A minha mãe trabalhava muito na fazenda. Tínhamos muito milho, muito azeite… Não nos faltava nada. Tínhamos ali uns olivais na Deflores, que ela era de lá. E naquele ano de 1945 disseram:
- “Ai, vêm aí os fiscais para ver quem é que tem muito milho em casa. Têm que vender para as pessoas que não têm nada.”
Disseram que vinham os fiscais e que quem tivesse muito tinha que vender às pessoas que não tinham. O que é que ela fez? Eu era pequena e parece que ainda a estou a ver. A nossa casa tinha um vão grande e havia assim uma porta. Ela tinha uma arca. Então, enfiou a arca naquele vão das escadas e encheu-a de milho. Levou 10 alqueires de milho para o que desse e viesse e, depois, pôs duas pilhas de cavacas à frente, que eles já nem a arca viam. Depois, disse:
- “Então, venham cá que não há cá nada para vocês!”

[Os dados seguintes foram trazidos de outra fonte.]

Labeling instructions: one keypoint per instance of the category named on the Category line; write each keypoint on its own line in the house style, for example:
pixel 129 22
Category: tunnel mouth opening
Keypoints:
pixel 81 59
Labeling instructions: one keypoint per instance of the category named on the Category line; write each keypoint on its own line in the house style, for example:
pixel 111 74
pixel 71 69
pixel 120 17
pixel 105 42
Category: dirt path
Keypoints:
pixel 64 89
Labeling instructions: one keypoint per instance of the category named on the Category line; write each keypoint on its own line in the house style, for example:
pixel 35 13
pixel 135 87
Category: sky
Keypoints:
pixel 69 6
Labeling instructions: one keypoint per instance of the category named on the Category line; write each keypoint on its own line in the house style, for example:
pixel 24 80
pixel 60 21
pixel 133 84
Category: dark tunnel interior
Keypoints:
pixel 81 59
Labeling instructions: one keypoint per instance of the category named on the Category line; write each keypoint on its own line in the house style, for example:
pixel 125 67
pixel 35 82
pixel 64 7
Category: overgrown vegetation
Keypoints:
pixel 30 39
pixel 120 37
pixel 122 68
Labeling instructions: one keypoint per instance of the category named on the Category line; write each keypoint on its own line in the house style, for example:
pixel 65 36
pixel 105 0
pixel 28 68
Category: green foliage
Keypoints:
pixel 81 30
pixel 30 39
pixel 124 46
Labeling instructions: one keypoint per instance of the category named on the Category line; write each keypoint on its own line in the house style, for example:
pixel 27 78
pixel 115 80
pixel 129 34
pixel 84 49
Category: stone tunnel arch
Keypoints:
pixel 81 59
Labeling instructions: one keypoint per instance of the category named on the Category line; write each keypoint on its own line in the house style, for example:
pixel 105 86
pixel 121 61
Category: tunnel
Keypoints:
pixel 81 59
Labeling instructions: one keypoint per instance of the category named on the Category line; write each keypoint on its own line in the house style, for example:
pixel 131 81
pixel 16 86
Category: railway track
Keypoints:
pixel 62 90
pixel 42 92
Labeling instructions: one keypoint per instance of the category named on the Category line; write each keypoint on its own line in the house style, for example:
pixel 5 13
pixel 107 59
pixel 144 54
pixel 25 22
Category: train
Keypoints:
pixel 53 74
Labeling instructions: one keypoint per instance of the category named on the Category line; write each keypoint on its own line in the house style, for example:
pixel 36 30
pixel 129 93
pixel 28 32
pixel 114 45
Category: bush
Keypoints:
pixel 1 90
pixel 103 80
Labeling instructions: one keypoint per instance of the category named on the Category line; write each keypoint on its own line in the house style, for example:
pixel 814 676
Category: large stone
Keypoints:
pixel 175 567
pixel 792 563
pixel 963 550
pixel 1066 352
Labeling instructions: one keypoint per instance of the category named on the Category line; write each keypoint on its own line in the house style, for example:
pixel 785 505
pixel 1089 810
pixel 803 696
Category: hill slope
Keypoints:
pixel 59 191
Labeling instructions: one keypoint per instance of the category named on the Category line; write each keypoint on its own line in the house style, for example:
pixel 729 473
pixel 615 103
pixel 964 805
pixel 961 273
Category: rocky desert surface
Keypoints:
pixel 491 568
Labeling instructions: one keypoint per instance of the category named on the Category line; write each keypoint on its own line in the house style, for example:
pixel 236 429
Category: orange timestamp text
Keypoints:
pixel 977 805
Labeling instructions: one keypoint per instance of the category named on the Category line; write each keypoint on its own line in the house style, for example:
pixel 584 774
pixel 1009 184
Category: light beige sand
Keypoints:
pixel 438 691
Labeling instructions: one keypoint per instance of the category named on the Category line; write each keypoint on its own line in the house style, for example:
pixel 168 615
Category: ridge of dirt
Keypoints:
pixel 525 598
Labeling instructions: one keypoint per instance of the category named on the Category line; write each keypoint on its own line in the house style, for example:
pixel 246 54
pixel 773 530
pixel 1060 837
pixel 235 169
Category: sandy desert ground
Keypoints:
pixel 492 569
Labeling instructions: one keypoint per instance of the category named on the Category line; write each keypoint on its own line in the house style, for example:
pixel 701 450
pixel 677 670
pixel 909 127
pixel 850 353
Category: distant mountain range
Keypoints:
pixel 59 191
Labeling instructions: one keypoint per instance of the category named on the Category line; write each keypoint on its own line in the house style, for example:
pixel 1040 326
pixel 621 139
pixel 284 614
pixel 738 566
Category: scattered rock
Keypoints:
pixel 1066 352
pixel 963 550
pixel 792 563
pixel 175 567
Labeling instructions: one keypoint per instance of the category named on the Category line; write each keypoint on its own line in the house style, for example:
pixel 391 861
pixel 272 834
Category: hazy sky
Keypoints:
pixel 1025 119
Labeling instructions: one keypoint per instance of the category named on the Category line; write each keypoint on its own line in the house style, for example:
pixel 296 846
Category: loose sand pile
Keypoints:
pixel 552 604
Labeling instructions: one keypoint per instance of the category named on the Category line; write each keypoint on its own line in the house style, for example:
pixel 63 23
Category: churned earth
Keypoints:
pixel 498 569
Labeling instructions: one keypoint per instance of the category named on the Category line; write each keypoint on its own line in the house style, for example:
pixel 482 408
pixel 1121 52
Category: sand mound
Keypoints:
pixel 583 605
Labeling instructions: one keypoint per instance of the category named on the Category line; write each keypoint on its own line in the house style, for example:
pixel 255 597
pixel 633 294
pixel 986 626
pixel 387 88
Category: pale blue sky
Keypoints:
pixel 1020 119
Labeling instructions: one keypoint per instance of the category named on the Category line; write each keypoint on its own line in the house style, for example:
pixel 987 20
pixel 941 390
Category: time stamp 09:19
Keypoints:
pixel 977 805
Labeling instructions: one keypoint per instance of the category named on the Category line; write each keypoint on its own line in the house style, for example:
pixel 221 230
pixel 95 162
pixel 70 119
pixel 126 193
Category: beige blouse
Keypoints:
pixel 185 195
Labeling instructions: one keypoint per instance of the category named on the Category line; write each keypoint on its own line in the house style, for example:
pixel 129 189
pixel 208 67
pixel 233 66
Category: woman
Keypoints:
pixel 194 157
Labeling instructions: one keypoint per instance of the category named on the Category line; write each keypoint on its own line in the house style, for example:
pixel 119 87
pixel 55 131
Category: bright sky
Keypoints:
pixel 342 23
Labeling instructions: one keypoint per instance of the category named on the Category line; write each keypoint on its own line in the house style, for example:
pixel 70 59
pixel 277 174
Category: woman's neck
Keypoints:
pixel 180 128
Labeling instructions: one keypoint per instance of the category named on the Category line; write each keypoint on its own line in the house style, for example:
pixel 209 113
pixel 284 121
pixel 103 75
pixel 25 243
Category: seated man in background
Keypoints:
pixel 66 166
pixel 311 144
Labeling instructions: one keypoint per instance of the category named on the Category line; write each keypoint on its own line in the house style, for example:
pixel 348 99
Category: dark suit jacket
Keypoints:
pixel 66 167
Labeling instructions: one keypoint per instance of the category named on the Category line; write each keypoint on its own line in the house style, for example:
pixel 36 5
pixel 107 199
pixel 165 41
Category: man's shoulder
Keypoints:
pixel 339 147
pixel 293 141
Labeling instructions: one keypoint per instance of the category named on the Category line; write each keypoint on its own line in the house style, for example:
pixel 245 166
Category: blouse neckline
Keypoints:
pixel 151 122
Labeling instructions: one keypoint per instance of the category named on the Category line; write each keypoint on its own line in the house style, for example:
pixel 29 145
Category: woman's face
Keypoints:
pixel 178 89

Mas não chegaram a vir. Naquela altura, íamos para o regedor. Vinha aquela farinha amarela de fora e a gente ia lá. A minha mãe não precisava disso. Mas para o povo não desconfiar, também ia buscar aquela farinha que nos calhava. Era para o porco. A gente matava dois e três porcos por ano.
Naquele ano da fome - foi quando as minhas duas irmãs nasceram - havia cá a padaria. Ela, coitadita, levantava-se às duas horas da manhã, ia por o outro lado do quelho, aparava o avental e a tia Ressurreição lá lhe atirava um pãozito para baixo. Mas de manhã, ela fazia-me levantar para eu ir para a bicha do pão, que era para o regedor e o povo não desconfiarem que a gente tinha pão em casa. Lá ia buscar o bocado que pertencia. Era tudo racionado. Pois é, passou-se muito e eu ainda sou desse tempo.